跨線橋


元町での所用、自転車で出かける。一時間程のサイクリング。
その気になれば、市内なら自転車行動範囲なのだと実感する。


実は、あまり知らない場所。そういう時、自転車は重宝する。
最近はスピードを出さずに乗る。幹線は避け、裏道をきままに
走るのがとても面白い。寄道、回り道、遠回りが好き。


約束の時間があるので急いだ行きの道、帰りはゆるゆると走る。
元町からは線路を越えなければならない。アリオで混合う道を
避け、苗穂駅付近を眺めると、見つけた。



跨線橋だ。


跨線橋、記憶では岩見沢長万部で出会ったことがある。
どちらも徒歩の時に見つけた。その登口は大抵、ひっそりと在る。
この跨線橋は新しい。

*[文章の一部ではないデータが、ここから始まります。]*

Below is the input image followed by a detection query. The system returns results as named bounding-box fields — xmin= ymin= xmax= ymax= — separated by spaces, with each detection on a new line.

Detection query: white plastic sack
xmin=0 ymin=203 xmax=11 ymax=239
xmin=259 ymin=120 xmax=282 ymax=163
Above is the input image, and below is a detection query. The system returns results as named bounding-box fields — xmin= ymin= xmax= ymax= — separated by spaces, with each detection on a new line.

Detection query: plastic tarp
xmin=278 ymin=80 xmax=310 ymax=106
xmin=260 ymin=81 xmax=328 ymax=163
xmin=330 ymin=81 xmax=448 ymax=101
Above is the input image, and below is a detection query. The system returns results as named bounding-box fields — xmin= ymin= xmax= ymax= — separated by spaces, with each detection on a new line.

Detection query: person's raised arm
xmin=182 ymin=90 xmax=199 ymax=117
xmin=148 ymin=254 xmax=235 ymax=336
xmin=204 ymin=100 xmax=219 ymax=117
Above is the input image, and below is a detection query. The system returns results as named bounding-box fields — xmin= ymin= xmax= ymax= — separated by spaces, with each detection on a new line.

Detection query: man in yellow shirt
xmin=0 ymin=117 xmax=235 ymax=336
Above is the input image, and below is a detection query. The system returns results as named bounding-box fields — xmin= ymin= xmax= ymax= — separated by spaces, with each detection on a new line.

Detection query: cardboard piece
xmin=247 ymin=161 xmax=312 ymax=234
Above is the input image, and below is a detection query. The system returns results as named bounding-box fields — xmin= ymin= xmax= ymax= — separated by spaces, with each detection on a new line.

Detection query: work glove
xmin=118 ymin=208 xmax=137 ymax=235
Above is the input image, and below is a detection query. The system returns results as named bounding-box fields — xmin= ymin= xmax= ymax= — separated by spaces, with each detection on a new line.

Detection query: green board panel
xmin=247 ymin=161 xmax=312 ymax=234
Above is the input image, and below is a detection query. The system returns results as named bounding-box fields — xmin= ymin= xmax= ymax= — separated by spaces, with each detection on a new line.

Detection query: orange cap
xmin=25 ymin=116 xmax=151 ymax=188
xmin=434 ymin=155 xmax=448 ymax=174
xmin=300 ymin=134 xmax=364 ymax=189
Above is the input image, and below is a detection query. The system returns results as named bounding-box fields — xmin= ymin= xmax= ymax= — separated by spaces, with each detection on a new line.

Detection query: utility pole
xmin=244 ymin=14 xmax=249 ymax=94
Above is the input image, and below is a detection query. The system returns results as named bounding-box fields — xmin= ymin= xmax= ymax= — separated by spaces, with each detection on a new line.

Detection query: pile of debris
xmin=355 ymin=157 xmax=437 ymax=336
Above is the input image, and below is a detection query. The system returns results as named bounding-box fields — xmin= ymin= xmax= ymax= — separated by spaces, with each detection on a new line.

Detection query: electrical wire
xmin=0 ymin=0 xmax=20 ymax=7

以前はどのようなものだったのだろう?


車通りからは離れ、人が吸い寄せられるように集まる。
通過する時はすれ違うのに注意を要するような狭さ。
自転車なので、昇り降りは大変だなーとは思いつつ、
見つけてしまった以上は、通ってみようと。


流石に札幌駅の隣の駅、列車がたくさん居る。
鉄っちゃん要素は少なく、何も識別できないものの、
見ていて面白い。この広範囲に展開する線路の数、
何かしら重要なことがここで行われているのだろう。


遠くに見える大小様々、数多くの客車庫を眺め、
以前に遠軽の客車庫を描いたのを思い出した。
遠軽の客車庫は網走と並び、相当に古いのだと言う。


列車のための倉庫、列車の入る規模とは、実際に
立って見ると相当なスケールだ。その規模とは、
正にヒューマンスケールを越える空間だ。


ただ、線路という細い鉄が繋がり意味を成す道が
導かれていて、何か不思議な出会いを思わせる。


そういえば、JRに友達が居る。
お願いしたら、案内してくれるかな。


スケッチは古びた客車庫の内部、ペンで描いたもの。
油とホコリで汚れた室内に差し込む光が綺麗だった。







苗穂駅のこの具合、岩見沢長万部を思わせる。
鉄道基地なのだろう。
岩見沢は炭鉱町からの列車を小樽へ導く場所。
長万部は小樽経由の5号線と室蘭からの本線を
函館へと結ぶ鉄道の要所であった。


この苗穂駅もそのような意味合いあったのだろうか。
この規模で展開する故に、道路は随分遠くを迂回する。


人は、その速度、行動半径からこのような跨線橋
用意されるに至ったのだろう。


周辺は工場町の様相で、自転車はより速度を落とし、
あちこち小道を選んでは走り眺める、良い時間を過ごした。






キョリ測で計測すると、おおよそ30kmの行程であった。